3.2. Spatiotemporal Encoder and CDC-TAGCN

This section will focus exclusively on the spatiotemporal encoder of this study. The study introduces DCD-TAGCN to enhance the encoder’s ability to capture richer features from spatiotemporal sequences.

ST-GCN [26]: The spatiotemporal encoder is a multi-step convolutional network. Due to the unique topological structure of skeleton sequences, traditional CNNs and RNNs make it difficult to encode skeleton features effectively. Therefore, Yan et al. [26] introduced a spatiotemporal encoder that divided the convolution into two steps: CGN and TCN. In the GCN step, most research divides the joints into centrifugal, source, and centripetal joints based on biomechanics. At this point, the adjacency matrix A can be decomposed into the centrifugal matrix

A_{1} = \{{a^{1}}_{i j}\} \in R^{N \times N}

, the source matrix

A_{2} = \{{a^{2}}_{i j}\} \in R^{N \times N}

, and the centripetal matrix

A_{3} = \{{a^{3}}_{i j}\} \in R^{N \times N}

.

After partitioning the adjacency matrix

A

using spatial strategies, the convolution Formula (12) for GCN is computed as follows:

f_{g c n} = \sum_{j}^{n} D^{- \frac{1}{2}} A_{j} D^{- \frac{1}{2}} Ω W_{j}^{g}

(12)

D

is the degree matrix of

A

, and

W_{j}^{g}

are the coefficients of the convolutional kernels in GCN, where the kernel size is

1 \times 1

. GCN attempts to use three

1 \times 1

convolutions to find the relationships between centrifugal, source, and centripetal joints.

TCN is used to capture temporal features, and the computation process is as shown in Formula (12).
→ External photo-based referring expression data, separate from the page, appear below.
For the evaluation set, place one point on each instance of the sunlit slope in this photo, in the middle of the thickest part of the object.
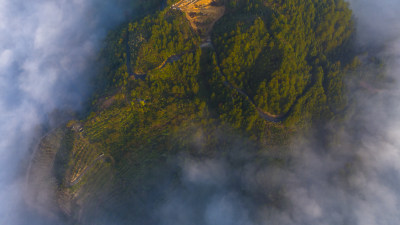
(202, 14)
(271, 70)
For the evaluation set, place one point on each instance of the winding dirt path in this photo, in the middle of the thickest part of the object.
(86, 170)
(207, 44)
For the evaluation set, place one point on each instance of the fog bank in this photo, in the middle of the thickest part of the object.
(47, 53)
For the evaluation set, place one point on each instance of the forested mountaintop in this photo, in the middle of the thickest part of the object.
(176, 83)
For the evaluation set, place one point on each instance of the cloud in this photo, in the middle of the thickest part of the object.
(347, 173)
(47, 51)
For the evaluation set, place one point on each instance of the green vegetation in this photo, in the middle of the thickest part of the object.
(278, 59)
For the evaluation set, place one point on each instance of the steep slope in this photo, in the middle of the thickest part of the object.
(271, 69)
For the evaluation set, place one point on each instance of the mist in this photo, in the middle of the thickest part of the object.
(342, 173)
(48, 51)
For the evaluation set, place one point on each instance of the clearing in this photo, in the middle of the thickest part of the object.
(202, 14)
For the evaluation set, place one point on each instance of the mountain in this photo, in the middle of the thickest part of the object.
(198, 78)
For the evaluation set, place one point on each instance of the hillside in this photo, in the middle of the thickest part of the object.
(272, 69)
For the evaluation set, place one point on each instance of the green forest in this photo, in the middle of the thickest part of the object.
(274, 67)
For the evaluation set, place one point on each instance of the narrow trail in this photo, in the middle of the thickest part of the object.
(265, 115)
(207, 44)
(86, 170)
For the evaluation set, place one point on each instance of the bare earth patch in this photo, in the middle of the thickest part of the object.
(202, 14)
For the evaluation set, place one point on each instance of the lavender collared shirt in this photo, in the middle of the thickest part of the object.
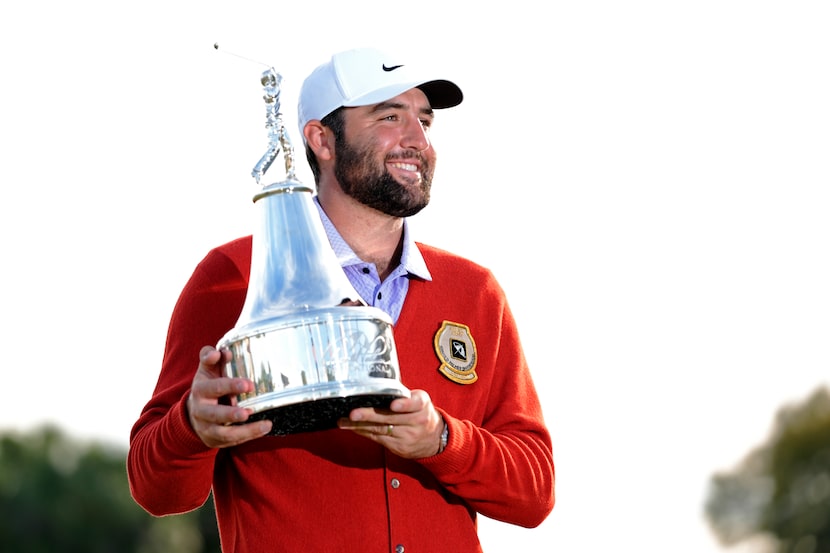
(390, 294)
TCN uses a

T \times 1

convolutional kernel.

f_{o u t} = \sum_{t}^{T} f_{g c n} w^{t}

(13)

DCD-TAGCN: In this study, the encoder primarily focuses on improving TCN. For the GCN part, considering that

A

alone may not enable the model to capture rich skeletal topological relationships, this paper employs the spatial convolution approach of AGCN [26].
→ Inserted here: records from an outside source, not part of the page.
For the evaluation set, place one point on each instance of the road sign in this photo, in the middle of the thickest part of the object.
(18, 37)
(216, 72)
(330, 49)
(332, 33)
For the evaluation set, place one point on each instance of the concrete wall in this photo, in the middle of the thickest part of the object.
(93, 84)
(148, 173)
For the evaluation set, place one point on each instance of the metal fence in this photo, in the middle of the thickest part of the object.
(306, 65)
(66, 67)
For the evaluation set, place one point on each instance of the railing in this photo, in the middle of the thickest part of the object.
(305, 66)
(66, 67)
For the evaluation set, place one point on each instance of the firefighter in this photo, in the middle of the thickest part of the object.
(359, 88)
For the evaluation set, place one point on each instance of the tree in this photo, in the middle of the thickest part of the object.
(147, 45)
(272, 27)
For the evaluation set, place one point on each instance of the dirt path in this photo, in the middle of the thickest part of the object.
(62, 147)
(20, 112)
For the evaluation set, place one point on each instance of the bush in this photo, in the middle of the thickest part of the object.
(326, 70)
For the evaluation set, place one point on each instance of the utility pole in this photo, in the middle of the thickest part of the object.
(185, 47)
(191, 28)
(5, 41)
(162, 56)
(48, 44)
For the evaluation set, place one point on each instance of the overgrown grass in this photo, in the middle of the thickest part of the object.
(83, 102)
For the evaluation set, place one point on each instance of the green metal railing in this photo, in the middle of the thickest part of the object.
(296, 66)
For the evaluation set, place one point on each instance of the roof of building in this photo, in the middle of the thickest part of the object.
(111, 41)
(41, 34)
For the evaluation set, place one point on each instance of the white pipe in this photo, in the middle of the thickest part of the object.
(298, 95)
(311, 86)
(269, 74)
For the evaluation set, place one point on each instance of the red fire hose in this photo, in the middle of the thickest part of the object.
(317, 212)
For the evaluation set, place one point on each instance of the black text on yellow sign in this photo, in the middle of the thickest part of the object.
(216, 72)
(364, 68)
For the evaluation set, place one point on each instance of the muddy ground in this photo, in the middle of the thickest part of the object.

f_{g c n} = \sum_{j}^{n} D^{- \frac{1}{2}} (A_{j} + M_{j} + J_{k}) D^{- \frac{1}{2}} Ω W_{j}^{g}

(14)

A \in R^{n \times n}

is a static matrix recording the original skeleton topological relationship.

M \in R^{n \times n}

is a learnable matrix that is continuously updated with iteration. J

\in R^{n \times n}

uses two Gaussian convolution kernels (1 × 1 conv) to find the similarity between the joints of each sample and then saves the values in J. Both

M

and J are matrices obtained through learning. The difference is that J varies with the characteristics of the sample, while

M

focuses on the characteristics of the overall dataset.

This study argues that for skeleton sequences, the TCN convolution operator may not fully capture the temporal characteristics of the skeleton. The convolution Formula (13) can be expressed in full as:

f_{o u t} = \sum_{p_{n} \in R} w^{t} (p_{n}) \cdot (f_{g c n} (p_{0} + p_{n}))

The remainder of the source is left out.